Wednesday, 17 December 2014: 8:15 AM
Vanessa L Bailey1, Nancy J Hess2 and Lee Ann McCue1, (1)Pacific Northwest National Lab, Richland, WA, United States, (2)Pacific Northwest National Laboratory, Richland, WA, United States
Abstract:
The long-term impacts of climate conditions on soil ecosystems are difficult to discern with sufficient resolution to underpin a predictive understanding of ecosystem response to global climate change. The structure and function of the microbial community is intimately linked to soil organic carbon (SOC) by both the deposition of new carbon, and metabolism and respiration of existing SOC. We are studying the resilience of the microbial community, and the vulnerability of the soil carbon reservoirs, to changing climate conditions using a reciprocal soil transplant experiment initiated in 1994 in eastern Washington.

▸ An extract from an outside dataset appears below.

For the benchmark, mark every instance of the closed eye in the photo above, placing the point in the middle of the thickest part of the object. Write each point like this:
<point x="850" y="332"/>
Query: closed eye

Soil cores were reciprocally transplanted between two elevations (310 m and 844 m); the lower site is warmer and drier with 0.8% soil carbon, and the upper site is cooler and wetter with 1.8% soil carbon. We resampled these cores in 2012-13 to analyze the structure of the microbial community, biochemical activities of carbohydrate-active enzymes, and the soil carbon and nitrogen content. We hypothesized that microbial and biochemical dynamics developed under cool, moist conditions would destabilize under hot, dry conditions, such that carbon and nitrogen losses would be faster in warmer climate soils than the accruals in cooler climate soils. Metagenomics data analyses show that the microbial communities below 5 cm depth in the transplanted soils are most similar to those in the native and control soils from their original (pre-1994) location, whereas the surface microbial community has been influenced by their new (post-1994) location. Enzyme activities are highest in soils from the cooler, moister location, and the activities of the reciprocally transplanted soils are shifting toward the activities typical of their new location. Integration of these results with high-resolution mass spectrometry data of the soil carbon moieties will contribute to our fundamental understanding of climate change effects on the terrestrial ecosystem carbon cycle.